The court held that a state statute regulating physical therapy prohibits "any person, including a licensed physician, from representing to be a physical therapist, from representing to provide physical therapy services, or from billing for physical therapy services."

The law seems to give physicians the right to practice physical therapy, as one of its sections clearly states that nothing contained in the statute "shall prohibit any person licensed in the state under any other law from engaging in the practice for which such person is duly licensed" -- including physicians licensed to practice medicine. But the court said the result of this exception is that licensed physicians "may utilize treatment modalities that are the same or similar to those provided by a licensed physical therapist," but not call the treatments physical therapy or bill their services as such.

In his motion to the Supreme Court of Kentucky, Dr. Dubin argues that the appellate court ruling, if left standing, would put physicians in the "legal conundrum" of evaluating a patient for physical therapy, designing a treatment plan according to medical standards, and then not billing accurately for their services -- which he says would violate federal and state law and the AMA Code of Medical Ethics.
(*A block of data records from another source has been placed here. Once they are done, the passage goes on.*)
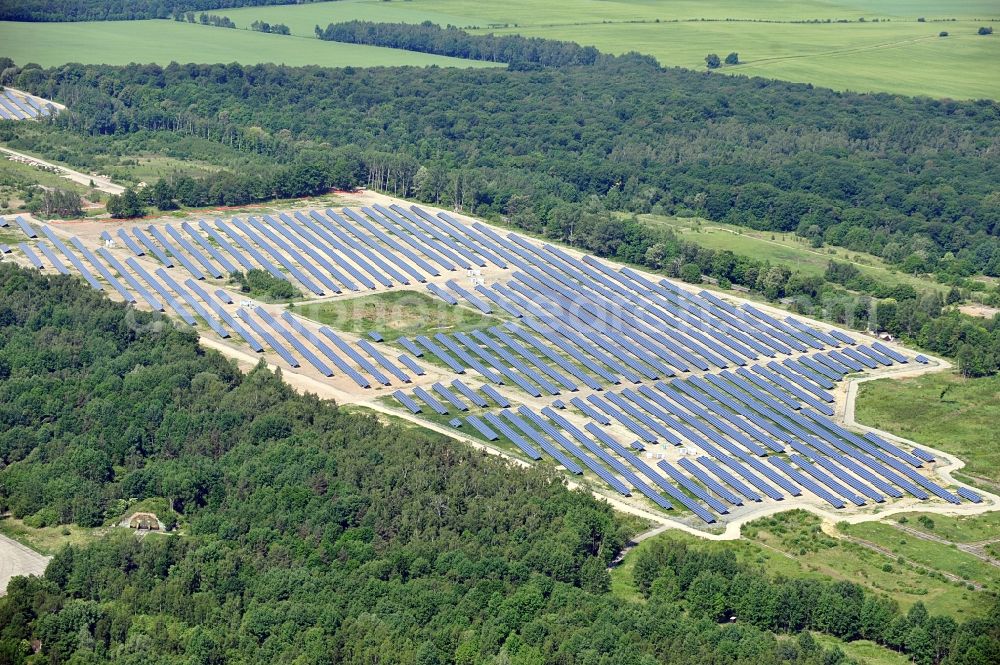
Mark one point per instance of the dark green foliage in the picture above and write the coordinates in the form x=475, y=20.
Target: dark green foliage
x=126, y=205
x=909, y=180
x=276, y=28
x=519, y=52
x=314, y=535
x=258, y=282
x=713, y=585
x=116, y=10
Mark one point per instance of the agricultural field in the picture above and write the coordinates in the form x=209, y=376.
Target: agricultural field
x=162, y=42
x=784, y=249
x=894, y=53
x=942, y=410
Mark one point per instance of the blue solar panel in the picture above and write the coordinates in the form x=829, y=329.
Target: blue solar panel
x=151, y=246
x=539, y=440
x=383, y=361
x=405, y=400
x=192, y=303
x=225, y=316
x=132, y=281
x=391, y=242
x=235, y=253
x=341, y=364
x=153, y=282
x=409, y=346
x=173, y=251
x=336, y=237
x=692, y=487
x=450, y=397
x=27, y=228
x=514, y=437
x=53, y=259
x=35, y=261
x=430, y=401
x=482, y=428
x=292, y=229
x=809, y=484
x=87, y=275
x=410, y=235
x=346, y=348
x=411, y=364
x=105, y=273
x=442, y=294
x=969, y=495
x=440, y=353
x=219, y=257
x=490, y=392
x=269, y=338
x=279, y=257
x=590, y=411
x=131, y=244
x=190, y=249
x=729, y=479
x=464, y=357
x=709, y=482
x=469, y=393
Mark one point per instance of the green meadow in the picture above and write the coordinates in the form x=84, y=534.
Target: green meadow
x=162, y=42
x=889, y=51
x=941, y=410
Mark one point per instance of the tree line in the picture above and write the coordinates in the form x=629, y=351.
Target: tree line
x=118, y=10
x=713, y=585
x=426, y=37
x=908, y=180
x=305, y=533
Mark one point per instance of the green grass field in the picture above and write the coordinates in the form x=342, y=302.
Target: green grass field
x=791, y=544
x=785, y=249
x=894, y=54
x=122, y=42
x=396, y=313
x=962, y=422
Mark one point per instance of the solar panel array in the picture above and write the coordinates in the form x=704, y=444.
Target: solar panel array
x=22, y=106
x=633, y=365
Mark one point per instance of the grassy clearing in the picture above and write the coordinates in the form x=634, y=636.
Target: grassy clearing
x=941, y=410
x=863, y=651
x=966, y=529
x=47, y=540
x=396, y=313
x=793, y=545
x=896, y=53
x=935, y=556
x=785, y=249
x=162, y=42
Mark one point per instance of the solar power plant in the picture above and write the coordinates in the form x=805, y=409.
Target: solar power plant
x=667, y=397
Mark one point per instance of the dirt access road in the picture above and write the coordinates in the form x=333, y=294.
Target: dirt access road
x=16, y=559
x=100, y=183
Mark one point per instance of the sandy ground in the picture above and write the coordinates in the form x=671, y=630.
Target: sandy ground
x=101, y=183
x=343, y=390
x=16, y=559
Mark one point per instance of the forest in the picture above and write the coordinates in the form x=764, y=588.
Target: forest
x=911, y=180
x=519, y=52
x=117, y=10
x=309, y=534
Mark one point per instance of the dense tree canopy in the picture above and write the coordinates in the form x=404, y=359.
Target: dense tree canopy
x=910, y=180
x=307, y=534
x=116, y=10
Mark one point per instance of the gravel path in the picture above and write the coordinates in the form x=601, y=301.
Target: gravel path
x=16, y=559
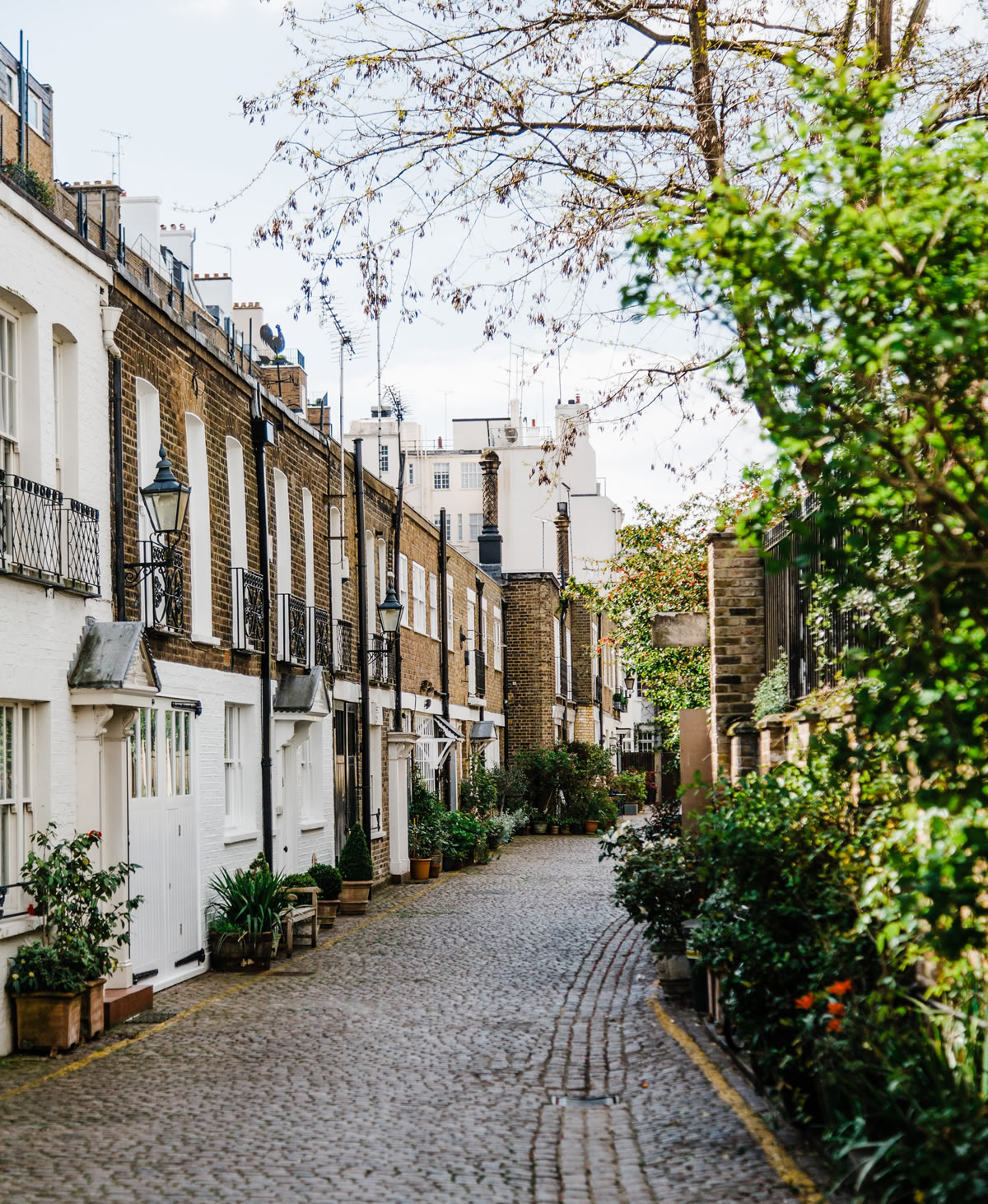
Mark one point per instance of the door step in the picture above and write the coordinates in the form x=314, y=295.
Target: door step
x=122, y=1003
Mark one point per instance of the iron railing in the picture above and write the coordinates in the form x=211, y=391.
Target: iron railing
x=815, y=639
x=247, y=595
x=47, y=537
x=161, y=576
x=343, y=645
x=380, y=660
x=319, y=637
x=293, y=630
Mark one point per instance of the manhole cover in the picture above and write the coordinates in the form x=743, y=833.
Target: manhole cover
x=585, y=1100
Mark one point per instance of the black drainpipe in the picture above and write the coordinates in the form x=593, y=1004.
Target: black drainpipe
x=258, y=437
x=363, y=642
x=119, y=511
x=444, y=619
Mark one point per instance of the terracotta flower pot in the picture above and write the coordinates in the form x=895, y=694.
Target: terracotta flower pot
x=421, y=867
x=354, y=897
x=49, y=1020
x=93, y=1021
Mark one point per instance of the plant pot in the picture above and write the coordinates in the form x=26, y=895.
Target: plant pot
x=229, y=954
x=675, y=972
x=421, y=867
x=93, y=1020
x=49, y=1020
x=354, y=897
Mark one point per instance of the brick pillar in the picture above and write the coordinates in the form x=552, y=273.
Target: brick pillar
x=736, y=603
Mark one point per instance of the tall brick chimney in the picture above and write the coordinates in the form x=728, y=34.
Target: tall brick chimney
x=563, y=542
x=491, y=537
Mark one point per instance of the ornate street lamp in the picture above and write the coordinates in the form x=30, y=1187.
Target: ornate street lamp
x=389, y=611
x=168, y=501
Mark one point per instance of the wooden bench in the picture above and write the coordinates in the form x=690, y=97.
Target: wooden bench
x=301, y=914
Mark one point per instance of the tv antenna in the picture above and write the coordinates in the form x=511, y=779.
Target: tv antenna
x=116, y=156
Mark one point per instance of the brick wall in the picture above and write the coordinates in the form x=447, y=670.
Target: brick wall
x=736, y=602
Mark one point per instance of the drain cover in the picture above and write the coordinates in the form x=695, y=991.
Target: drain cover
x=585, y=1100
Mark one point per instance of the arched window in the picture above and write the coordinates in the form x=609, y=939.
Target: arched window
x=200, y=531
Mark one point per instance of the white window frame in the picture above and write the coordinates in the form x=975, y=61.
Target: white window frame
x=418, y=597
x=233, y=766
x=434, y=606
x=403, y=587
x=18, y=767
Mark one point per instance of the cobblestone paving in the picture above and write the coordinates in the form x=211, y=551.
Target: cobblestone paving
x=420, y=1058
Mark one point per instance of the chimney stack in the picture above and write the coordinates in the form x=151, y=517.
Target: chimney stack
x=563, y=542
x=491, y=537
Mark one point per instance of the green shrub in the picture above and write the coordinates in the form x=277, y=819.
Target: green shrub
x=38, y=967
x=356, y=865
x=328, y=879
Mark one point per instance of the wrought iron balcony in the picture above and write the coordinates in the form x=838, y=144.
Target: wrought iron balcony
x=380, y=658
x=161, y=578
x=247, y=595
x=343, y=648
x=47, y=537
x=319, y=637
x=293, y=630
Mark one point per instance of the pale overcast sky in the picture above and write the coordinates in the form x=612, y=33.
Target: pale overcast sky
x=169, y=75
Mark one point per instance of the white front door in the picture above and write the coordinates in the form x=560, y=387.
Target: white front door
x=165, y=928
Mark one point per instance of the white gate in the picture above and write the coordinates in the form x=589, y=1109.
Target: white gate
x=165, y=928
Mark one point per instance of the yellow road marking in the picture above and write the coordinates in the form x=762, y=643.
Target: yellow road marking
x=80, y=1063
x=776, y=1155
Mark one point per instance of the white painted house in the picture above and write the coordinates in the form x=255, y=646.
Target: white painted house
x=54, y=541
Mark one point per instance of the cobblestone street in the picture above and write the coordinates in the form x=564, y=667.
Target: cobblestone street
x=418, y=1056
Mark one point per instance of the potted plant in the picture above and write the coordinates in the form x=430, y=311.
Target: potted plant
x=80, y=919
x=47, y=988
x=460, y=834
x=357, y=873
x=246, y=909
x=421, y=845
x=329, y=881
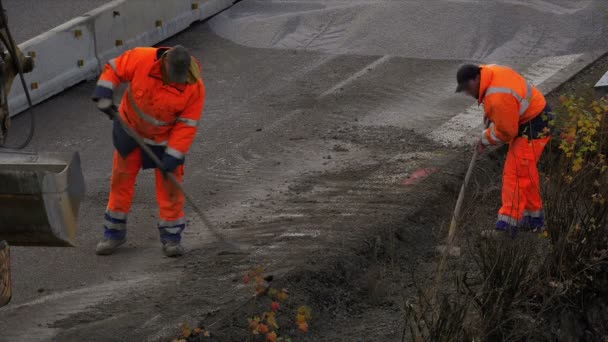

Dr. Dubin, whose case was featured in a 2006 "In the Courts" column (link), also points out that physical therapists could not practice independently until the state began licensing them in 1958. He argues that the Physical Therapy Practice Act was never intended to prevent physicians from providing physical therapy. It was only meant to give licensed physical therapists the ability to practice without the direct supervision of a physician.